Rogers lawyer Jonathan Lisus framed the decision before the tribunal as a stark crossroads between a bright future of increased competition if the deal goes through and a dark setback if the tribunal sides with the Competition Bureau, which is pushing to fully block the deal.

"A new era of wireless and wireline competition can be introduced. Or, if the commissioner's draconian remedy is granted, the industry and competition will regress, to the detriment of the public interest."

Lawyers for Rogers, Shaw and Videotron spent the day trying to summarize flaws in the Competition Bureau's case, framing key evidence put forth by the agency as being built on false assumptions and conclusions.

"It's incumbent upon this tribunal to step back and do a reality check," said Shaw lawyer Kent Thomson.

One of the key issues of focus Wednesday was whether Freedom Mobile, which Shaw has proposed selling to Quebecor Inc.'s Videotron division to satisfy competition concerns, will be able to adequately compete without the physical cable infrastructure that Shaw can currently use to bundle telecoms services.

Lawyers for the proponents minimized the importance as companies can lease space on others' lines and use microwave towers as an alternative, while the Competition Bureau has maintained it is a key advantage that has made Shaw a serious competitor in Western Canada.

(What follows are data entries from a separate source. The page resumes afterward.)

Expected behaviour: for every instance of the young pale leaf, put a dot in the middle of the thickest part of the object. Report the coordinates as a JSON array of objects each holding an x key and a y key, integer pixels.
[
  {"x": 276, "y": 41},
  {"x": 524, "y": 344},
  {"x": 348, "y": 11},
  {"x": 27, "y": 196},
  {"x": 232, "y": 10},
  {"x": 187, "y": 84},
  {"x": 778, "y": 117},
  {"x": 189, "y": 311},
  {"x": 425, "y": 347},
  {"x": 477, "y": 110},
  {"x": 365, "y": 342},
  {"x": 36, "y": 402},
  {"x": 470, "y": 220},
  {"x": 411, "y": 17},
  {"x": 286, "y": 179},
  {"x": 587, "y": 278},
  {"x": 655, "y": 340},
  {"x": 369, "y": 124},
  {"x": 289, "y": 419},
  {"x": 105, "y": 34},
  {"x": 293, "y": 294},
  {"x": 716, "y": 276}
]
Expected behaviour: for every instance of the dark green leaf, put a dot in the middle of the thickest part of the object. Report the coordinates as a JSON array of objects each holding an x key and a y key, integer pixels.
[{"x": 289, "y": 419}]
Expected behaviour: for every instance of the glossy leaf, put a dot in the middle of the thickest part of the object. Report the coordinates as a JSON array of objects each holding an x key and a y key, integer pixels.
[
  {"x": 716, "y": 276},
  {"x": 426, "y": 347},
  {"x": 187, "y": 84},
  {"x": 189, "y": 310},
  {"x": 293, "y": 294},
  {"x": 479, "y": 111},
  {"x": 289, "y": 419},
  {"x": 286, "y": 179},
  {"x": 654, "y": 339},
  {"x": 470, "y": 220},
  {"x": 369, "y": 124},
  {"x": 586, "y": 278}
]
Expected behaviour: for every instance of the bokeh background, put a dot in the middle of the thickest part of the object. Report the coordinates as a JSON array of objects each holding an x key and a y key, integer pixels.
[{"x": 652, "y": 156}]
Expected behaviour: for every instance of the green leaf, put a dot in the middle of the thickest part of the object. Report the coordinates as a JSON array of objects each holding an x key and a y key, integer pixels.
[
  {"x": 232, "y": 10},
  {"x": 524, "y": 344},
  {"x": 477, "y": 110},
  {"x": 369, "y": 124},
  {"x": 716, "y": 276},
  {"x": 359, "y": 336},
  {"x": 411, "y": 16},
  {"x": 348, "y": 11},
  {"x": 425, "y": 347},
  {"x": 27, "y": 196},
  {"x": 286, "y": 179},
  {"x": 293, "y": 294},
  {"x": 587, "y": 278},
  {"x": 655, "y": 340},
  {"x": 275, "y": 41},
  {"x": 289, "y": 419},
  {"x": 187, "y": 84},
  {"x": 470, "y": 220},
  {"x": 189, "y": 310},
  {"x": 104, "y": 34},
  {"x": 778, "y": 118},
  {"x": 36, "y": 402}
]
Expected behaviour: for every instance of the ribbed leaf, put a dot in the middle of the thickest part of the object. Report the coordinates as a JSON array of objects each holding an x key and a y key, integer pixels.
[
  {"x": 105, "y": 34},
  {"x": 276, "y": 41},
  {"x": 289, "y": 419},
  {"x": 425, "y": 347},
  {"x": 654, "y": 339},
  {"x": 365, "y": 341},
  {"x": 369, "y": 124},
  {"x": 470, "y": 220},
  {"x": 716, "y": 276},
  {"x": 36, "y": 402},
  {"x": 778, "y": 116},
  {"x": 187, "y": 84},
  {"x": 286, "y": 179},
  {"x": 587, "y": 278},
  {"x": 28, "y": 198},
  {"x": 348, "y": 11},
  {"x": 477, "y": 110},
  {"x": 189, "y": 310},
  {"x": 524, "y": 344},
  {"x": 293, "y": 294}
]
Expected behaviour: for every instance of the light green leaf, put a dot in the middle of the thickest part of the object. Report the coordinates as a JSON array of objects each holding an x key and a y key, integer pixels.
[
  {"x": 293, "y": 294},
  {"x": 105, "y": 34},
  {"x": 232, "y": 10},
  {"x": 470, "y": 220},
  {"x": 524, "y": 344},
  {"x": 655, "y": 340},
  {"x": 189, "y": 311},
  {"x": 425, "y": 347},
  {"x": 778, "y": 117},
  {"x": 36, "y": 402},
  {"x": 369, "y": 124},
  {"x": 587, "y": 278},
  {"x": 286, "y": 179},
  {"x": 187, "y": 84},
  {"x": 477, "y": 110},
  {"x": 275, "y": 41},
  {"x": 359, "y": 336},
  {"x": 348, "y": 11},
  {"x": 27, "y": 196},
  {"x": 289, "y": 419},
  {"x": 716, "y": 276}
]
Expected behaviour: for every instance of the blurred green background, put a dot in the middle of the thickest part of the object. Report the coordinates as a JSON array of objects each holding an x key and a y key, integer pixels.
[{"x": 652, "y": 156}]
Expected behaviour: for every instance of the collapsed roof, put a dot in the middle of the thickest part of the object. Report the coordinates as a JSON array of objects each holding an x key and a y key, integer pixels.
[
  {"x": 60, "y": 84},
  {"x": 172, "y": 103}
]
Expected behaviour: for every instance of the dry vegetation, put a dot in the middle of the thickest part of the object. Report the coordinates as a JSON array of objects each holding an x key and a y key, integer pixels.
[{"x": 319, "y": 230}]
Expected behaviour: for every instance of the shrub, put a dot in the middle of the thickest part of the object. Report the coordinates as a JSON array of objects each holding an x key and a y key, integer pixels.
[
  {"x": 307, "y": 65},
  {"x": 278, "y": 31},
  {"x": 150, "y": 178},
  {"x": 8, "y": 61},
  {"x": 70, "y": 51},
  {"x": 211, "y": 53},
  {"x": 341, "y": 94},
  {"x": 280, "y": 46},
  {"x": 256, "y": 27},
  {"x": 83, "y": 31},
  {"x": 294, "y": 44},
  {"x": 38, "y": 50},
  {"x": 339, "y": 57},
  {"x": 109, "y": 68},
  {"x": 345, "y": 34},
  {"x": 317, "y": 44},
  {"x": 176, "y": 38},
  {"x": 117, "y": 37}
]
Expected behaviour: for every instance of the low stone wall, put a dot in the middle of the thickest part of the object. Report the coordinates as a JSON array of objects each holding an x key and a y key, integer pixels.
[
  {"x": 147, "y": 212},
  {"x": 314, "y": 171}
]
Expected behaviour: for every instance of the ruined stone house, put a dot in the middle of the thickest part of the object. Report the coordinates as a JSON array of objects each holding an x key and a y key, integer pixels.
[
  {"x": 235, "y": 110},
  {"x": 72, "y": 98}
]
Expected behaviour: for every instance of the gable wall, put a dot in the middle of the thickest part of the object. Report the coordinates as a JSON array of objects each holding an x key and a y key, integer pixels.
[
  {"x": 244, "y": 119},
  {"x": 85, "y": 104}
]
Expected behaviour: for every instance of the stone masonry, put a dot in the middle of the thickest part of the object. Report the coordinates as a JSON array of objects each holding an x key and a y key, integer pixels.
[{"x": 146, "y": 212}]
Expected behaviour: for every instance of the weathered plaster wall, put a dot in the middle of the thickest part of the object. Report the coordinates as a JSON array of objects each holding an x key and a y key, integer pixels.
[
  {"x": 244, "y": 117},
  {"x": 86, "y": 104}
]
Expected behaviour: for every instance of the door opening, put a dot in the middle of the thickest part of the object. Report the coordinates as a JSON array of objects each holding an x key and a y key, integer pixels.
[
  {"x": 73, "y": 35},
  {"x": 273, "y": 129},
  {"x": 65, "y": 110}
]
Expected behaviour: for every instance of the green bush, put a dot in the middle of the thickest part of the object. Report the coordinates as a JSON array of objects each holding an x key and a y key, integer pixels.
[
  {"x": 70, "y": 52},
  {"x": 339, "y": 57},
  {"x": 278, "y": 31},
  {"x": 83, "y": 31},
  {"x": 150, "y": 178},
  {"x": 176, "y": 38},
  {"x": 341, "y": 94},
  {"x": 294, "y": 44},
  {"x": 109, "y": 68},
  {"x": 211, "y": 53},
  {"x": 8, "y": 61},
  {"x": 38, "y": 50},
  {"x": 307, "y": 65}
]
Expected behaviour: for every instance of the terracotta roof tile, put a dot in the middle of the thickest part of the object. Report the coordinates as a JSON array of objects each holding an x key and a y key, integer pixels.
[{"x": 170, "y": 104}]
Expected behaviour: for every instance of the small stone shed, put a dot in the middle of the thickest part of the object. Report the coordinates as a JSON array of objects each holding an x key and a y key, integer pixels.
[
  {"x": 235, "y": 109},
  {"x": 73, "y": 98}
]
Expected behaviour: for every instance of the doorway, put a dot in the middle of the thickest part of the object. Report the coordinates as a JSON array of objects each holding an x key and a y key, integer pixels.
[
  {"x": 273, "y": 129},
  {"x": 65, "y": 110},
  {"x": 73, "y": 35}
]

In the Competition Bureau's final arguments Tuesday, it argued that the proposed sale of Freedom to Videotron would not do enough to offset competition concerns, and would make Videotron too dependent on Rogers.

The bureau has argued the $26-billion deal, signed in March 2021, would result in increased cellphone bills and poorer service.

Proponents have argued that Shaw was struggling with the twin demands of investing in its wireline and wireless businesses, and that by splitting them apart and selling divisions to Rogers and Videotron it would create even more competition.

"It is pro-competitive," Lisus said Wednesday. "It reinvigorates wireline and wireless competition in the West and provides a generational opportunity for a fourth nationwide carrier."

Whether that's actually the case is now before the tribunal. Crampton said the end of the hearing, the culmination of many months of preparation and pre-hearing meetings, is welcome, but the end of the process is still not clear.

"We don't yet know when the outcome of this is going to be known, simply because you've given us lots to think about, and given us a lot of documentation to to go over, and then discuss with each other."

The deal also still requires an endorsement from Industry Minister Francois-Philippe Champagne.

To nab his support, Champagne has said Videotron would have to agree to keep Freedom’s wireless licences for at least 10 years and he would “expect to see” wireless prices in Ontario and Western Canada lowered by about 20 per cent, putting them in line with Videotron’s current Quebec offerings.

Quebecor has said it will accept the conditions.